Mauro Carabajal

Personal information
- Full name: Mauro Ezequiel Carabajal-Lopez
- Date of birth: 7 May 1978 (age 47)
- Place of birth: Rosario, Argentina
- Height: 1.88 m (6 ft 2 in)
- Position(s): Forward

Youth career
- 0000–1995: Defensores Unidos
- 1995–1997: Rosario Central

Senior career*
- Years: Team / Apps / (Gls)
- 1997–2000: Rosario Central / 0 / (0)
- 1999: → Vojvodina (loan) / 1 / (0)
- 2000–2001: Recreativo de Huelva
- 2001–2002: Real Huastecos
- 2002–2003: Jaibos Tampico Madero
- 2003–2004: San Luis Potosí
- 2004: West Michigan Edge / 4 / (4)
- 2004: Syracuse Salty Dogs / 10 / (9)
- 2005–2006: Rochester Raging Rhinos / 18 / (3)
- 2007: Deportivo Lempira

= Mauro Carabajal =

Argentine footballer

Mauro Ezequiel Carabajal-Lopez (born 7 May 1978) is an Argentine retired footballer.

==Career==

Born in Rosario, he begin playing with Defensores Unidos from where in 1995 moved to CA Rosario Central.
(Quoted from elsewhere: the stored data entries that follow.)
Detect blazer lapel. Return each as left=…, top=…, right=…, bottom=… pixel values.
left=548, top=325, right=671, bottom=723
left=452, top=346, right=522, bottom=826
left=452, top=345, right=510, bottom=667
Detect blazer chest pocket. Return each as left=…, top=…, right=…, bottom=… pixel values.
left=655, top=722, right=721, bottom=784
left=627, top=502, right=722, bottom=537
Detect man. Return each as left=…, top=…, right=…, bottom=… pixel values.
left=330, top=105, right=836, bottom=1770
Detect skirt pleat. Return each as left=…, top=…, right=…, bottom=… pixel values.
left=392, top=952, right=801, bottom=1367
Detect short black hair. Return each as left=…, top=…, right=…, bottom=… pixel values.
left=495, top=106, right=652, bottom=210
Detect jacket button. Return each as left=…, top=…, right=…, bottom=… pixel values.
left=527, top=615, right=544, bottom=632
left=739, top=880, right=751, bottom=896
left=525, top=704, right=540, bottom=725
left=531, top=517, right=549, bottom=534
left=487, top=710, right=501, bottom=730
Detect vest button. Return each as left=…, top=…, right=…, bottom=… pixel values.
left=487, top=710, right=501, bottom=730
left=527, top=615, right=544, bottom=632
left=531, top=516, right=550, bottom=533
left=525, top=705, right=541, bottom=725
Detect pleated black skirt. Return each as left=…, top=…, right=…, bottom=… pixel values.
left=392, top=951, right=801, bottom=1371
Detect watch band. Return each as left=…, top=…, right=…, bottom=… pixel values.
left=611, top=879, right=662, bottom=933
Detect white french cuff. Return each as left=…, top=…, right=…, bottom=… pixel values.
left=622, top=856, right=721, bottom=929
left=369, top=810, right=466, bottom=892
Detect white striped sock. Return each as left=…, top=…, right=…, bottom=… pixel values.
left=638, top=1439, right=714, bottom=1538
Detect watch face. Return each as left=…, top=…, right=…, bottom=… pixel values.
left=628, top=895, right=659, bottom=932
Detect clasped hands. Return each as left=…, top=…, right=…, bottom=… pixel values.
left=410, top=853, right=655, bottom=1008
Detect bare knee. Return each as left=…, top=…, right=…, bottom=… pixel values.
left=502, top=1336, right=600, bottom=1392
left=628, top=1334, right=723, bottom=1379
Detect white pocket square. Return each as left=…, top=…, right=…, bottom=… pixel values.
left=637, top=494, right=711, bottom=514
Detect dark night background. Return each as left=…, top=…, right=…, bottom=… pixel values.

In January 1999, he moved on loan to Serbian club FK Vojvodina together with another Argentine player, Hernán Marcos. The 1998–99 season of the First League of FR Yugoslavia was interrupted by the end of March due to the NATO bombing of FR Yugoslavia. After the players had been told by the club officials that they could begin their holidays earlier, since that season was not going to be played any longer, and was declared finished with the standings found in the time of interruption as definitive, some players, and Carabajal among them, refused to leave, as a show of solidarity. That act is highly regarded by the FK Vojvodina club supporters.

After having played one season for the Spanish Second League club Recreativo Huelva Carabajal moved to Mexico and played with Real Huastecos, Jaibos Tampico Madero and San Luis Potosí. Then, he continued his career in the United States playing with West Michigan Edge. In 2004, he signed with USL A-League side Syracuse Salty Dogs in their last season before being dissolved. In 2005, he moved to USL First Division club Rochester Raging Rhinos. Since 2007, he has played in another American club, the Deportivo Lempira.